# Damped pendulum and sliding rod

1. Feb 26, 2006

### Frobar

Problem 1:

I have a mathematical pendulum with a mass m connected to a string of length l. The pendulum is damped by air resistance that is proportional to the velocity, Ffric = -k*v. I need to derive the damping effect the air resistance has on the pendulum - that is, the decrease of the total energy of the energy it causes per unit time. The damping effect should be expressed as a function of k, l and a, the angular velocity ("omega-dot" in common notation).

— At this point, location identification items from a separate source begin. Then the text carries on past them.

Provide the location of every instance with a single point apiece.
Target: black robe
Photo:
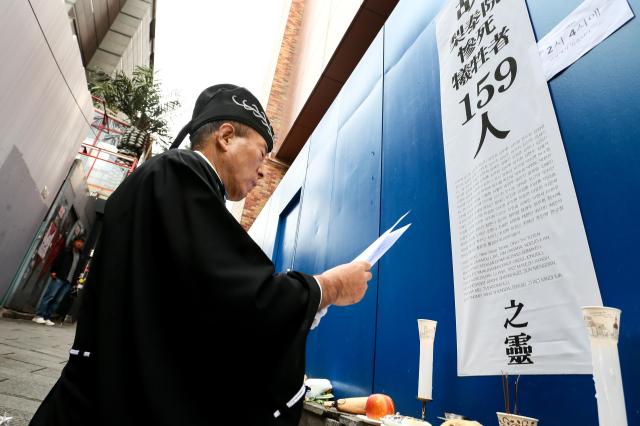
(184, 321)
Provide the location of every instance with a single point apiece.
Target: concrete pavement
(31, 358)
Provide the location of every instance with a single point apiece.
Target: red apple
(378, 406)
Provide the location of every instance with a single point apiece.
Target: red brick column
(276, 107)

I know that the speed of the point mass must be a*l, because the angular velocity is expressed in radians. The force on it from air resistance must then be -k*a*l. I thought that, because work is force*displacement, and effect is work/time, maybe I will get the effect if I take the force times the speed (displacement/time). In that case, the effect from air friction would be -k*(a*l)^2. Is this correct?

What worries me is that I may not have understood the ramifications of potential and kinetic energy being constantly swapped in this system.

Is there some better form I could get the solution in given that the next problem is to derive the movement equation for the pendulum (a differential equation in theta) by comparing dE/dt to the result? E is the total energy.

Problem 2:

A rod is lying still on a frictionless surface when a force is applied to one end of it. As a result of this the rod will start to slide and rotate. However, one point will not get displaced for small angles of rotation. I need to calculate this point.

If I knew how to calculate the slide speed, I could probably derive the point with a little trig, but I'm uncertain how to get at it. The rotation can probably be had using tau=I*alpha.

Any help appreciated!

2. Feb 27, 2006

### gandharva_23

problem 2: are you applying a force at the end of the rod ? if it is a force then please mention whether its a constant force (direction ?) . i am sending a solution assuming you are applying an impulse at the end . Let J be the impuse applied at the end of the rod . then i have
v = J/m
w = 6J/mL
where v is the speed of com of the rod and w is the angular speed of the rod .
If J is applied at the bottom end of the rod let us us assume that the IAOR is at a distance x from the centre of the rod .
this implies v - wx = 0
this gives x = L/6 .

3. Feb 27, 2006

### qtp

if you look at the new component it ends up adding a term which is dependant on the angular velocity. i found that the net force is
$$F_{net} = -m g \sin{\theta} -k l \frac{d\theta}{dt}$$
then u use small angle and angular acceleration to get it down to
$$\frac{d^2 \theta}{dt^2} + \frac{k}{m} \frac{d \theta}{dt} + \frac{g}{l} \theta = 0$$

4. Feb 27, 2006

### Frobar

It is a constant force that is perpendicular to the rod along the surface its lying on, applied at one of its ends. The rod is very thin by the way, if that matters. Could you elaborate on the w = 6J/mL step? I'm still very shaky when it comes to angular momentum.

5. Feb 28, 2006

### Frobar

I guess what I'm really having trouble with is the "translational" (as opposed to the rotation they cause) effect of forces not applied at the center of mass. Maybe problem 2 could be solved without dealing explicitly with this motion, but I would still like to get a better understanding of how it acts with forces at different lengths from the center of mass, and exactly where it comes from.